Instructing the compiler to do so brought performance in line with
expectations. It’s silly that the compiler wasn’t inlining it in the first
place, this function has a single callsite and inlining it improves both
runtime performance and binary size.
That means --emit=asm
does something entirely unexpected. I dug around and sure enough there are
reports
that running with --emit=asm
will build with a different configuration due
to interaction with ThinLTO and codegen units.
Fin
It’s not ideal to rely on disassemblers because they’re also fallible. In the same way that going from C to asm loses fidelity and makes decompiling from asm to C difficult, going from asm to machine code also loses fidelity and there can be inconsistenices when disassembling machine code back into asm.
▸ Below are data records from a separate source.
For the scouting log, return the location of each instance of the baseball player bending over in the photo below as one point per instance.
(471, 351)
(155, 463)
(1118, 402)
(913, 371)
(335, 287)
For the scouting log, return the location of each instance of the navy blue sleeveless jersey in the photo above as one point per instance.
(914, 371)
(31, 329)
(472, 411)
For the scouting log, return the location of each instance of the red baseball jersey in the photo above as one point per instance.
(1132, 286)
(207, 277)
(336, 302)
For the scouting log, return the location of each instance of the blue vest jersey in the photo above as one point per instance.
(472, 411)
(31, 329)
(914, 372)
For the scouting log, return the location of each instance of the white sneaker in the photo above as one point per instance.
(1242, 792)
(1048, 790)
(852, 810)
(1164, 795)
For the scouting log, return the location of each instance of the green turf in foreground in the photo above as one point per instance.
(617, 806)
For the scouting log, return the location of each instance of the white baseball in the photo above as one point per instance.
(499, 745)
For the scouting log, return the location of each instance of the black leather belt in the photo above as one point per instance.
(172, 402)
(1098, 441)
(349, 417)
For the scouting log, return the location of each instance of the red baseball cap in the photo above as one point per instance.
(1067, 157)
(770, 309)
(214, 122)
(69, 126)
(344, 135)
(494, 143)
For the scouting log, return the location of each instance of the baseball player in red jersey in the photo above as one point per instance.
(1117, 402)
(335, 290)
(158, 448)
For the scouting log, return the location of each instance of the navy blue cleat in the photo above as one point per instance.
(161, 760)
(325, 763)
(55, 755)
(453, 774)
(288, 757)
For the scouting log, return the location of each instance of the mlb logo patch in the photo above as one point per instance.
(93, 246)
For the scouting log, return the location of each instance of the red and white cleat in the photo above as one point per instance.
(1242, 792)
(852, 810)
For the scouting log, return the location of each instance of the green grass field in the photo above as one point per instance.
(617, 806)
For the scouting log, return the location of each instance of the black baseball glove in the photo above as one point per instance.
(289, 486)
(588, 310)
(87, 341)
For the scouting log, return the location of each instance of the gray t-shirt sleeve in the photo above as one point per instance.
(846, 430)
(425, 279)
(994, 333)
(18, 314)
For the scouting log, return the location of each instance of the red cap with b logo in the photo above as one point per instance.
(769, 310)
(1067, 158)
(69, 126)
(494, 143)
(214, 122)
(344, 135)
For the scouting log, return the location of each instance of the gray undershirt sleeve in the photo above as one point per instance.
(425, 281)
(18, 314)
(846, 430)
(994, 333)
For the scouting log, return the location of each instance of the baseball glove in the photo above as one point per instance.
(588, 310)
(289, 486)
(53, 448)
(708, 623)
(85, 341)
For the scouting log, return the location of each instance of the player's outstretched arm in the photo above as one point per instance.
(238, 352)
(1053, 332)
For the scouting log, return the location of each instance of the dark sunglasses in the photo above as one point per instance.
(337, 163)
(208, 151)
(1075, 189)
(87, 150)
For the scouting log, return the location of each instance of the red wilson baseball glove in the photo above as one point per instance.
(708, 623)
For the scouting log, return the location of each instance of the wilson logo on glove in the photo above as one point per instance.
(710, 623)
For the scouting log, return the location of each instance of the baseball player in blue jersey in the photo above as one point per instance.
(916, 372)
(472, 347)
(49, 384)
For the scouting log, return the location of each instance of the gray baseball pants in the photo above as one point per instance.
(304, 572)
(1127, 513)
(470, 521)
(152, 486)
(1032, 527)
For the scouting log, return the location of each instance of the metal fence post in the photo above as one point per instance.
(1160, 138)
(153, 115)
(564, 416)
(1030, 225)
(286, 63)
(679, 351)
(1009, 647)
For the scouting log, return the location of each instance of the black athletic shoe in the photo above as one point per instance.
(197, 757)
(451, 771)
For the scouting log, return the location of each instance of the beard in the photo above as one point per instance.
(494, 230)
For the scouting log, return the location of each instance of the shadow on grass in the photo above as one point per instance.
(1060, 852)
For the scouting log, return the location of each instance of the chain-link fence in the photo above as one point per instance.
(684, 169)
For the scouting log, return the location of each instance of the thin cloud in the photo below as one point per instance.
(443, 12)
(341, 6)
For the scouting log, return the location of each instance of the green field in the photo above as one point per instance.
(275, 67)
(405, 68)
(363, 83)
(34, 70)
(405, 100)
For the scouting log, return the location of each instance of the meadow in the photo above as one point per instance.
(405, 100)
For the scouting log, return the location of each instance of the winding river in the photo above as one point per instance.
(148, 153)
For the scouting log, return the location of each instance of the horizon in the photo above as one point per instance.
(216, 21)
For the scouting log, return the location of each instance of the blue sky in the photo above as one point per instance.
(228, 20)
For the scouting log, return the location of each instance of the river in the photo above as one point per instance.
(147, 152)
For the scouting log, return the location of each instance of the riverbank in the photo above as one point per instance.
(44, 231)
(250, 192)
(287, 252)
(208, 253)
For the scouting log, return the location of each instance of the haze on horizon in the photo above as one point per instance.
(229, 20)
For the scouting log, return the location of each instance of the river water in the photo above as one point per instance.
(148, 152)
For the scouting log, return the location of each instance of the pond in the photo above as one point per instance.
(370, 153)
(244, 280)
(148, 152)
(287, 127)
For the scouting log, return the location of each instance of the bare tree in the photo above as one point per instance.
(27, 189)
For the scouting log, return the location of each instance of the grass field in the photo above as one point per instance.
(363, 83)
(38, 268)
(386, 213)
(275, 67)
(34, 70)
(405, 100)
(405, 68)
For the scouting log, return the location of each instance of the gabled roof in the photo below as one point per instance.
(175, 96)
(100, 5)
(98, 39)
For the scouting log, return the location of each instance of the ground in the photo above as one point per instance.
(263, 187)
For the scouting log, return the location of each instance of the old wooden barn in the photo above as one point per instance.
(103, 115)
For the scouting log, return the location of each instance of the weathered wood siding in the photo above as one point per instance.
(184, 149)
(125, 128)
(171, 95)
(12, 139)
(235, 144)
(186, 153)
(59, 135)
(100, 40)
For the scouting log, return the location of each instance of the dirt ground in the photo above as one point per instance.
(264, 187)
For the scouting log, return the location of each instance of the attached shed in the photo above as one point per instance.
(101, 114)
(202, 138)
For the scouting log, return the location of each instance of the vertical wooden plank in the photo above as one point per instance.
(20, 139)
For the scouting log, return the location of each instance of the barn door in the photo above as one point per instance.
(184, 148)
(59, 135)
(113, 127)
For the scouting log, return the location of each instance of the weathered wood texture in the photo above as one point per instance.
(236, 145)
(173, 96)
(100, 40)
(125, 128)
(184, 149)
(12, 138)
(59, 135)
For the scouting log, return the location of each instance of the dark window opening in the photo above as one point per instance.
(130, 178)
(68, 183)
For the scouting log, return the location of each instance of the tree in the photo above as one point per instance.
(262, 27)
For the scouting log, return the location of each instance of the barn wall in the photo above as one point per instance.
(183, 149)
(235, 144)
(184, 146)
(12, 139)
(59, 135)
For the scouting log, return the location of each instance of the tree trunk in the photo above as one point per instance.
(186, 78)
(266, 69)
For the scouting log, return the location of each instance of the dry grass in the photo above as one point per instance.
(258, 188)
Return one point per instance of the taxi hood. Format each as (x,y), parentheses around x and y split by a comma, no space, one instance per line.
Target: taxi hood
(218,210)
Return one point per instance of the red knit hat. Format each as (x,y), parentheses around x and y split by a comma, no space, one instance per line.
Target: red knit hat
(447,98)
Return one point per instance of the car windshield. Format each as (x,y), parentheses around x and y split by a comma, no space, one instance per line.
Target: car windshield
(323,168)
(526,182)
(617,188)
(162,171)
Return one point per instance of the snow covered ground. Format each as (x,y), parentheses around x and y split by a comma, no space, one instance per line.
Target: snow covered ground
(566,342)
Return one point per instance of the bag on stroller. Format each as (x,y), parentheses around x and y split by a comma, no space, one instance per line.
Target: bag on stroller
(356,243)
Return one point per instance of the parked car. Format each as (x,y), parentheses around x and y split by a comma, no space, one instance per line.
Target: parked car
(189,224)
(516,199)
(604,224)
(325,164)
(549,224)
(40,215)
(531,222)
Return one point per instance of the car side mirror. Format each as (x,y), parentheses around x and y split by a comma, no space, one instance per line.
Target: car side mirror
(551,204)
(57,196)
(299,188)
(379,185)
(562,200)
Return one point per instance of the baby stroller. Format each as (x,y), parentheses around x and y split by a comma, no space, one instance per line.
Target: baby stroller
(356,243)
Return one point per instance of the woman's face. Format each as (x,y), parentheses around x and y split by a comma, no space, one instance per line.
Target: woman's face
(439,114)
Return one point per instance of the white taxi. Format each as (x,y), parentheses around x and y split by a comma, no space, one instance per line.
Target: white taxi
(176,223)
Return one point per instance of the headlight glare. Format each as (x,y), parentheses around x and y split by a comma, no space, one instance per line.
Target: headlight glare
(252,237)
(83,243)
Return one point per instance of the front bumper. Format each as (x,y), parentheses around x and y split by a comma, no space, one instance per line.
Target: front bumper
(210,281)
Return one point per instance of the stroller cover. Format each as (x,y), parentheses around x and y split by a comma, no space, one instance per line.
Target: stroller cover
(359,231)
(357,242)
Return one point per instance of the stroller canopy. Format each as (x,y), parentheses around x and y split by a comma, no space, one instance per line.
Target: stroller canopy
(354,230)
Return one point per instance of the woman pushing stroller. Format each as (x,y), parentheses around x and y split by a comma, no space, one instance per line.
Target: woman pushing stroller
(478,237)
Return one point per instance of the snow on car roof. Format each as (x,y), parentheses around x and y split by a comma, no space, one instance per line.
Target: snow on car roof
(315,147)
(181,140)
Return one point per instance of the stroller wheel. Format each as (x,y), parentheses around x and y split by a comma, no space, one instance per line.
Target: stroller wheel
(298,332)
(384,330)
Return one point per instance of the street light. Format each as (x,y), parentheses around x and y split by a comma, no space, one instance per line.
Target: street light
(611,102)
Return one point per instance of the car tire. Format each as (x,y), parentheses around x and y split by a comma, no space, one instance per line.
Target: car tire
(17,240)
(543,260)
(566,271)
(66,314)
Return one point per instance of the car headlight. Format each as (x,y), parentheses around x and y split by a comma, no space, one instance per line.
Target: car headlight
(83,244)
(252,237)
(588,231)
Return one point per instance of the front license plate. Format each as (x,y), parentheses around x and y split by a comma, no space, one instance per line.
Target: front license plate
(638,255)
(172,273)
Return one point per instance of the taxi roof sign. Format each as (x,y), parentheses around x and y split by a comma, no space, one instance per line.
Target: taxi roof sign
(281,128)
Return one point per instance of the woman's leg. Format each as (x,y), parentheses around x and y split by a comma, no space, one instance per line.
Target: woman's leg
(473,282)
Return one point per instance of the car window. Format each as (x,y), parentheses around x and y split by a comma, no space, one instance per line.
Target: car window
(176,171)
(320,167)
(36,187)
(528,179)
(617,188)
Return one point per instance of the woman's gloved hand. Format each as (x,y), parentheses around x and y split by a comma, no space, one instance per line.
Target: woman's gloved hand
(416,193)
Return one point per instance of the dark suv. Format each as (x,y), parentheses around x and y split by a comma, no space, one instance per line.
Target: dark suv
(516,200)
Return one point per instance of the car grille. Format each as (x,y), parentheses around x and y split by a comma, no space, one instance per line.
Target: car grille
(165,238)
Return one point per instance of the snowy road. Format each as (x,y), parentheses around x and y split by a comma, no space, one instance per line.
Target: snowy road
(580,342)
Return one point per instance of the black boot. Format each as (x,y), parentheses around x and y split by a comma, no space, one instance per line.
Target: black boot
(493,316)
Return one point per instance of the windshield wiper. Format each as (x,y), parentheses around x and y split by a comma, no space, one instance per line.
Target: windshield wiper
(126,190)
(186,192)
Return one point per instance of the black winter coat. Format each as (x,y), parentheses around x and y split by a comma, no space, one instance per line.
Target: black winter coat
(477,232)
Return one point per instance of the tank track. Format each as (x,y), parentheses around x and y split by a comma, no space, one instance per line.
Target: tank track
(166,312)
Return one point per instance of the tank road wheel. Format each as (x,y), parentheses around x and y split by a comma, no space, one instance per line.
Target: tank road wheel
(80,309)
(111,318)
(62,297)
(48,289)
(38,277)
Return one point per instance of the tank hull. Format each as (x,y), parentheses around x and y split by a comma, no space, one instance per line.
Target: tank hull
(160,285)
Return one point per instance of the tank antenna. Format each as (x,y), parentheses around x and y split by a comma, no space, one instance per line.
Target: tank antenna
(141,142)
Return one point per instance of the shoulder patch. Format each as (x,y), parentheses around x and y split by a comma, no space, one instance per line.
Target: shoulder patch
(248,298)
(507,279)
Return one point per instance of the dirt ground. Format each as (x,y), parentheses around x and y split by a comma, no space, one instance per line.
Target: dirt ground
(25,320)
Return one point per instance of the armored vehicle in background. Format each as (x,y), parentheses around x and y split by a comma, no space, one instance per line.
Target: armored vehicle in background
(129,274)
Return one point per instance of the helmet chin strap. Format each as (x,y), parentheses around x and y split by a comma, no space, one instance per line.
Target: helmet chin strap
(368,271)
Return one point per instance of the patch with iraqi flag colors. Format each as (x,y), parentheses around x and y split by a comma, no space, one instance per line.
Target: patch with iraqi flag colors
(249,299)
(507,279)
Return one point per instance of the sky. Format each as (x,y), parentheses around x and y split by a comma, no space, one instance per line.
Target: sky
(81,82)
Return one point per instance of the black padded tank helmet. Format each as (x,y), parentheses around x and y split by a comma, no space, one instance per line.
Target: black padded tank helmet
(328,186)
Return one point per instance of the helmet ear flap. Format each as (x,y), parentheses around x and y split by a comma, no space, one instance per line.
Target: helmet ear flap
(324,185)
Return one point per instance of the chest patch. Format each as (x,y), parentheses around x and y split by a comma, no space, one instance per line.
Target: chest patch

The common disassemblers like objdump
are linear sweep and can suffer from
mistaking data for code. There’s another family of disassemblers based on
recursive traversal that avoid those problems, but come with their own set of
tradeoffs.
Note that the learning curve on disassemblers can be steep. These tools are
often packaged into a suite and targeted towards reverse engineering and
malware analysis, they come with far more features than “give me a good
disassembly and make it easy to visualize/browse.” Hopefully it’ll be easier
to match the --emit=asm
build config to a normal release build config in
the future, but until then I’ll be getting comfortable with
Ghidra.